Adicional, la OMS aprobó el uso de emergencia de la vacuna de Johnson & Johnson contra el COVID-19. Se trata de la tercera vacuna contra el COVID-19 que recibe el respaldo de la OMS, tras las de Pfizer/BioNTech y AstraZeneca.

La aprobación cubre su uso en todos los países, así como en la plataforma de vacunación COVAX.

La decisión se produce después de que la Agencia Europea de Medicamentos (EMA) anunció su autorización el jueves. «Cada herramienta nueva, segura y efectiva contra el COVID-19 es otro paso más para controlar la pandemia», dijo Tedros Adhanom

«No obstante, la esperanza ofrecida por estas herramientas no se materializará a no ser que se haga disponible para toda la gente en todos los países», agregó.

Investigadores de la Universidad de Burgos, España, y de la Universidad Federal brasileña de Santa Catarina han llevaron a cabo un estudio que demuestra la presencia del virus SARS-CoV-2 en aguas residuales en Brasil en noviembre de 2019.

Según informó la institución española, el estudio, publicado en la revista Science of the Total Environment, ha analizado la presencia del virus SARS-CoV-2 en aguas residuales en Florianópolis, una ciudad de Brasil a finales de noviembre de 2019.

Los resultados señalan que el SARS-CoV-2 probablemente circulaba sin ser detectado en Brasil desde noviembre de 2019, casi dos meses antes del primer caso notificado en el continente, el 21 de enero de 2020, y un mes antes de la notificación de los primeros casos clínicos en Wuhan, China, a finales de diciembre de 2019.

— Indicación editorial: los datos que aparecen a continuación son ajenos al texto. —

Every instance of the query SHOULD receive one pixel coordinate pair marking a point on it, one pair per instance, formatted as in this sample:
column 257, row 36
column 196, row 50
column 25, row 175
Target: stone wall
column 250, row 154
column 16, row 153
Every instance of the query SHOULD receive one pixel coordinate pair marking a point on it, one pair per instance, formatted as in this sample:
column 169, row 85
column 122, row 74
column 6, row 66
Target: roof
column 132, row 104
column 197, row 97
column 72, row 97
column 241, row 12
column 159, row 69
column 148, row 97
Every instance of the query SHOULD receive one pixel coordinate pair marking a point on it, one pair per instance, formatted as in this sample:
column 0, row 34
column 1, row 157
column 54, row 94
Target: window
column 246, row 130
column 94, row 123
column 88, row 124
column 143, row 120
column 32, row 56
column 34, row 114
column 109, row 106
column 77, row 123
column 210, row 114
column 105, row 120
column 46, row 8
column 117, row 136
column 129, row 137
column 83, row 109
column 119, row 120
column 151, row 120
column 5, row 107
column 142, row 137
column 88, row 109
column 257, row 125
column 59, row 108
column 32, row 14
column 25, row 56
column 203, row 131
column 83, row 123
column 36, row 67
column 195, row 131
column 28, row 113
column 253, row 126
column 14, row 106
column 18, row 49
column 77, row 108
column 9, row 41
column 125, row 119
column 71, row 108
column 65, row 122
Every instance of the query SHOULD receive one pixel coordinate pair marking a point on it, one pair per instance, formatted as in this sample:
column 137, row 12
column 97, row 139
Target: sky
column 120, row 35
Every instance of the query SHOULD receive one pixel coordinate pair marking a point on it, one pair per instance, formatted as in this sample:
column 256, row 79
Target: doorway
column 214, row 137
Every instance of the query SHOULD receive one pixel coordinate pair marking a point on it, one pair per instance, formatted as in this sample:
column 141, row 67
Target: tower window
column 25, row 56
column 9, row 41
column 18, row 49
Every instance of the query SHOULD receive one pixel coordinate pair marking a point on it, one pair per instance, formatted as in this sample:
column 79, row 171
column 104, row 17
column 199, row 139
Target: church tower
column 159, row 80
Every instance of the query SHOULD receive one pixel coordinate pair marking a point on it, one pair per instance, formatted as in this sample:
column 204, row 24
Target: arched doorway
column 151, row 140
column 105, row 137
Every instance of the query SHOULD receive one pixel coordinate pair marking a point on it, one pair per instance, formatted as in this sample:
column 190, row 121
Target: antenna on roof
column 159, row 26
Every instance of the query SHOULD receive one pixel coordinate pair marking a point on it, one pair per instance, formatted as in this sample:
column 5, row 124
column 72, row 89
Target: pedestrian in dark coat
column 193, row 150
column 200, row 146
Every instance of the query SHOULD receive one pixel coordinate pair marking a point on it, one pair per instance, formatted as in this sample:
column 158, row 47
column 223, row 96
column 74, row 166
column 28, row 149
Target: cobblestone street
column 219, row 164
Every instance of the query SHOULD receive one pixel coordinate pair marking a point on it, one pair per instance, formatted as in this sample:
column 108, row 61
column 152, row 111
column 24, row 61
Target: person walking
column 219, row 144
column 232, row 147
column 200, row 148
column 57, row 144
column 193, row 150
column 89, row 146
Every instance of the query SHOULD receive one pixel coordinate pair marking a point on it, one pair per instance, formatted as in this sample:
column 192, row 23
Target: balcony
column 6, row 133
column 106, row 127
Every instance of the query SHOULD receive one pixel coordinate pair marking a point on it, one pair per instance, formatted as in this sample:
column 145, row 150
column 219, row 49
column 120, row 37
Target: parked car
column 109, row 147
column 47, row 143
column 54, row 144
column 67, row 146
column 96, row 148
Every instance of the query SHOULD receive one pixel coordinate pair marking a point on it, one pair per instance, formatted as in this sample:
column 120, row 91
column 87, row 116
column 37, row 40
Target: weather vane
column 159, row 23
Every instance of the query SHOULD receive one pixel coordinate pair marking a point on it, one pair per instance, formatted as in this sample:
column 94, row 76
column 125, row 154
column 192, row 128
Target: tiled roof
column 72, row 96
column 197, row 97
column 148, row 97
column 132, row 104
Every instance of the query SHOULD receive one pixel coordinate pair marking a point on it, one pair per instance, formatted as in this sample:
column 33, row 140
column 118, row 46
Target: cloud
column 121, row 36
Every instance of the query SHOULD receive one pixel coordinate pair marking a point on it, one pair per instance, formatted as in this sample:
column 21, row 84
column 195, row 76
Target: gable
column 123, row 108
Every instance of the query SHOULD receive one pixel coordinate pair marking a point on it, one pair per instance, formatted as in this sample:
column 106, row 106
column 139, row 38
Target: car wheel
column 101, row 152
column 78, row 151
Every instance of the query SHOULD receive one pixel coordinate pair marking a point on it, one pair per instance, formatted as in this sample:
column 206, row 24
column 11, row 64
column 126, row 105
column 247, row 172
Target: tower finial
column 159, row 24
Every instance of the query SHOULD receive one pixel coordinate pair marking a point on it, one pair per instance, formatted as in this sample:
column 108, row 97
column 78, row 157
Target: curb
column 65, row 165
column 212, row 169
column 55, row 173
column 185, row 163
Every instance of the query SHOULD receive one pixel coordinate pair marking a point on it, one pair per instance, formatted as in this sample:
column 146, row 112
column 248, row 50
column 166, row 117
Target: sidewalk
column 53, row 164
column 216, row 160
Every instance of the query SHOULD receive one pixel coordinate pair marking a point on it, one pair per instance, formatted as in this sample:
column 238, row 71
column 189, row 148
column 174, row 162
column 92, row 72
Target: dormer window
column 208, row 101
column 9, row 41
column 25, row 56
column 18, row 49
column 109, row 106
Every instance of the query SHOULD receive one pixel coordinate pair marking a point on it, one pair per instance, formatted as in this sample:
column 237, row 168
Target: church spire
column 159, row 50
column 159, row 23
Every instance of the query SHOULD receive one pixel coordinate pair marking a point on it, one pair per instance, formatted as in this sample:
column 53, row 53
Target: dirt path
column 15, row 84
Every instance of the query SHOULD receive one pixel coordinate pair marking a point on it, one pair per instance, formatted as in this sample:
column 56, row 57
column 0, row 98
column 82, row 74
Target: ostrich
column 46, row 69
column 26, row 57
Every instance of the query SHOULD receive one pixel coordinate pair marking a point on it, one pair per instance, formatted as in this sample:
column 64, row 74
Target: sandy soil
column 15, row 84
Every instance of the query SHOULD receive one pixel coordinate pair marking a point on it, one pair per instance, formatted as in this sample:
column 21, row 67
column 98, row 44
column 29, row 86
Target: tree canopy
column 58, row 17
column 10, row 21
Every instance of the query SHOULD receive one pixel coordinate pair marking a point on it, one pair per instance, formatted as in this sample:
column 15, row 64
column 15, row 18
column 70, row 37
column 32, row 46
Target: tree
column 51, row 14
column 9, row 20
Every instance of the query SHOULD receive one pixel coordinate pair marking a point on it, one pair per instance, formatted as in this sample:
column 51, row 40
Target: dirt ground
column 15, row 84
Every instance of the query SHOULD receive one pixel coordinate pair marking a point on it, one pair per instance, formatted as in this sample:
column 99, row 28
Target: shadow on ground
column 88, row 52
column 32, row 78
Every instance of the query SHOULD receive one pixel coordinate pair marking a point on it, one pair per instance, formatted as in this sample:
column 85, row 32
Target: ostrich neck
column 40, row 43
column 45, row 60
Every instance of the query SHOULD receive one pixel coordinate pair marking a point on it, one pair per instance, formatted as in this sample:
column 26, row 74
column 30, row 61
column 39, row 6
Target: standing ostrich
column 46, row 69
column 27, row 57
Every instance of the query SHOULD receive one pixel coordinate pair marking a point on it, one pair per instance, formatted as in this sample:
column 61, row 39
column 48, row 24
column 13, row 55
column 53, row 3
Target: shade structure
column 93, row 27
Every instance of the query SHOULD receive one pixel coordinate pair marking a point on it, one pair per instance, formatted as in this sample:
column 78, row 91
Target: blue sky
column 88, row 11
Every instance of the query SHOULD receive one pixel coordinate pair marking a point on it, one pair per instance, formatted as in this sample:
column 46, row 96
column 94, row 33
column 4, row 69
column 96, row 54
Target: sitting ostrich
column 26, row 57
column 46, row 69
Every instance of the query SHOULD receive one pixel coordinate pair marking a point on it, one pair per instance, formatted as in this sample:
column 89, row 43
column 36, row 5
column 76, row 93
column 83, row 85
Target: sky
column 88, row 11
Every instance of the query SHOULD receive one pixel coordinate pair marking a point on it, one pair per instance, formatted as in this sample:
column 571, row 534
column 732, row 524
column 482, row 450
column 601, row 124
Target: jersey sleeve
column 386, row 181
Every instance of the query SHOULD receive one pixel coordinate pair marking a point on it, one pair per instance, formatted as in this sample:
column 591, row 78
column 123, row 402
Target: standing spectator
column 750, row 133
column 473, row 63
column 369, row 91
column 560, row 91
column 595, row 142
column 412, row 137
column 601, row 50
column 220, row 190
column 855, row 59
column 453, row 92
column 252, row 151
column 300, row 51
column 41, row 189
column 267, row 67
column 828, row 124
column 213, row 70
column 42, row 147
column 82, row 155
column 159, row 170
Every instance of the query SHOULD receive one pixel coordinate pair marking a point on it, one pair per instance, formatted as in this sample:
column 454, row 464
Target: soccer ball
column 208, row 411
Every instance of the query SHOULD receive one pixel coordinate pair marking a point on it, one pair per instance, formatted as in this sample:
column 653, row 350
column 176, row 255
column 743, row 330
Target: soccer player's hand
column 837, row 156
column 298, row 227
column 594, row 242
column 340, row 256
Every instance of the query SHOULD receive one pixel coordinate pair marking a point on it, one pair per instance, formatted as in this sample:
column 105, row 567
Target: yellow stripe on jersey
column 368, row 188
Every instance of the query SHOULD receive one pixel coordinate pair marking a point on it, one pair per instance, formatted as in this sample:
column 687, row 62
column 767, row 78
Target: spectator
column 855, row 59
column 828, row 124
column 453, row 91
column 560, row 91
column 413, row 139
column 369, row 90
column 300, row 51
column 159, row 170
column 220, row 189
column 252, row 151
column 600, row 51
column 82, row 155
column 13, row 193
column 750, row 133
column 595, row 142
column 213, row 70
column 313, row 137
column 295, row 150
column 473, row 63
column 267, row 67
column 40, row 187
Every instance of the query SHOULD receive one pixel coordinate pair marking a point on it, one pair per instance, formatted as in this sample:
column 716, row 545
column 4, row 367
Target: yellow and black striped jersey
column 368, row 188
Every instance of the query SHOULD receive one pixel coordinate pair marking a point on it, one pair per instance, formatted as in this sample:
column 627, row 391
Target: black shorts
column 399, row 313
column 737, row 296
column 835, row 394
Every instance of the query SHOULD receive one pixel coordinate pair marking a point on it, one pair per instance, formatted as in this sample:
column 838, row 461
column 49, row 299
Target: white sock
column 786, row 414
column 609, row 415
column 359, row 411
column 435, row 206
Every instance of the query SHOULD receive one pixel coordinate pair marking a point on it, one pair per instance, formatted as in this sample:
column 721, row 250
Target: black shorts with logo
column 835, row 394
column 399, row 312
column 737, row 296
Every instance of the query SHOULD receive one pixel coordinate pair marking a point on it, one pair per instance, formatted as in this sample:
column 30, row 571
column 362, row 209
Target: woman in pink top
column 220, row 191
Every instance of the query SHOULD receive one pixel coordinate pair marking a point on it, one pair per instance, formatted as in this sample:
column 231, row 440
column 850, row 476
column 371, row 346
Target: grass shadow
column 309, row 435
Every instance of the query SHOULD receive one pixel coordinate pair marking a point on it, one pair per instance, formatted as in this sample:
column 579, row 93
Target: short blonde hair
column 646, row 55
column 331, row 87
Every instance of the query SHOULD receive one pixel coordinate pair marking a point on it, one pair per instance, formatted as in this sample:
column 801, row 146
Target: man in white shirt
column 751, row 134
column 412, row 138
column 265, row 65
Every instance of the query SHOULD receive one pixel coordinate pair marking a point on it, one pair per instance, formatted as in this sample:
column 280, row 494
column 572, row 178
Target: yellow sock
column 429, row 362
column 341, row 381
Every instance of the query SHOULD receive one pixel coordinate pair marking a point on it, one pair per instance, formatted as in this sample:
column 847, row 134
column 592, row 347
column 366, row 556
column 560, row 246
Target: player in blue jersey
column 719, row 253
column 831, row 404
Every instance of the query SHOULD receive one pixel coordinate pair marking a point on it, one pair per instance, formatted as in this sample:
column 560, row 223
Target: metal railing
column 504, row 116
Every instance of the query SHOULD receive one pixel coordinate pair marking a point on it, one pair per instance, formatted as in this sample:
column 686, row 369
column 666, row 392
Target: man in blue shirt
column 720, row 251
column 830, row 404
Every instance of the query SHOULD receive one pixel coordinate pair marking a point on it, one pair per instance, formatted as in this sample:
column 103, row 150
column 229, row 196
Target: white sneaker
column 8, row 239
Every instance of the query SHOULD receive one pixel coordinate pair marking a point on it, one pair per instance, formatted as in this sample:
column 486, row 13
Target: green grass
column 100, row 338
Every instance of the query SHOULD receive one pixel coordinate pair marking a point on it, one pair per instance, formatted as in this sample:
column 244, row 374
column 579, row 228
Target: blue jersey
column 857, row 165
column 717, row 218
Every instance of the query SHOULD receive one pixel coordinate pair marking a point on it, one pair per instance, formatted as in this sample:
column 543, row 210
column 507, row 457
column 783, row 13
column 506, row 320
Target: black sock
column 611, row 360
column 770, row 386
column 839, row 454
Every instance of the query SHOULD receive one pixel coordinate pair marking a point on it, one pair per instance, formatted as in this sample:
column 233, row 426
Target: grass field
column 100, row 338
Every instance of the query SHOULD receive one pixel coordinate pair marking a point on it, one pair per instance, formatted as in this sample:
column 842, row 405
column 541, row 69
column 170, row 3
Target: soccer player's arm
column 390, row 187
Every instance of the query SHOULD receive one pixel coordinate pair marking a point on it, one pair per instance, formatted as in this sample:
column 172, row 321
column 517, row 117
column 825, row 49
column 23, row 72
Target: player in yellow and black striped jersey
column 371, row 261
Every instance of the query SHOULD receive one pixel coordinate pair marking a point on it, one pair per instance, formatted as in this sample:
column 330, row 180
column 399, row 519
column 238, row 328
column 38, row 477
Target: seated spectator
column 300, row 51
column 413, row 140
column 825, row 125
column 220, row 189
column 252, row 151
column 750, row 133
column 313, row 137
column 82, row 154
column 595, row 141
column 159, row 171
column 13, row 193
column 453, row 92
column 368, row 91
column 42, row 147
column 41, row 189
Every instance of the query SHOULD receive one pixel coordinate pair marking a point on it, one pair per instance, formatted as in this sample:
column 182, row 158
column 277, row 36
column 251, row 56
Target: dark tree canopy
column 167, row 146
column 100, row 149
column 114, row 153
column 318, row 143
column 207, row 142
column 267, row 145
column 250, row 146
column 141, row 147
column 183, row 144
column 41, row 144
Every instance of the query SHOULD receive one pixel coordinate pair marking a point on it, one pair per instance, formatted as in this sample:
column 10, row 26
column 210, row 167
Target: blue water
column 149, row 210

En el estudio se analizaron aguas residuales humanas de Florianópolis recogidas directamente del sistema de alcantarillado para la detección del virus SARS-CoV-2 desde octubre de 2019 hasta marzo de 2020. El virus se detectó mediante diferentes sistemas de RT-qPCR recomendados por el centro de control de enfermedades americano y las autoridades europeas, y los resultados de todas las muestras positivas se confirmaron además en un laboratorio independiente.

Para corroborar la veracidad de los resultados, se secuenciaron los productos de RT-qPCR para confirmar la identidad con SARS-CoV-2 y se realizó un estudio de secuenciación directo y completo de las muestras de aguas residuales positivas a la presencia del virus.

El ARN del virus SARS-CoV-2 se detectó el 27 de noviembre de 2019, y la detección fue confirmada en un laboratorio independiente y mediante el análisis de secuenciación de la muestra de agua residual. Las muestras en los tres análisis posteriores (diciembre de 2019, febrero de 2020 y marzo de 2020) dieron resultado positivo en todos los ensayos de RT-qPCR, incluso con un fuerte incremento en las muestras tomadas a principios de marzo.

La relevancia de este estudio radica en que se trata de la primera detección de la presencia de ARN del virus SARS-CoV-2 a nivel mundial, el 27 de noviembre de 2019 e implica además la presencia y circulación del virus en el continente americano al menos desde esa fecha, 56 días antes de la primera notificación oficial de un caso clínico de covid-19 en ese continente y más de 90 días antes en el caso de Brasil.

De esta manera, los hallazgos encontrados apuntan a que el SARS-CoV-2 circulaba desapercibido en la comunidad durante algunos meses antes de que se declarara el estado de pandemia. Los resultados también muestran que la carga viral de SARS-CoV-2 se mantuvo constante hasta principios de marzo, luego aumentó coincidiendo con el inicio de los casos de covid-19 en la región de Santa Catarina, donde se encuentra Florianópolis.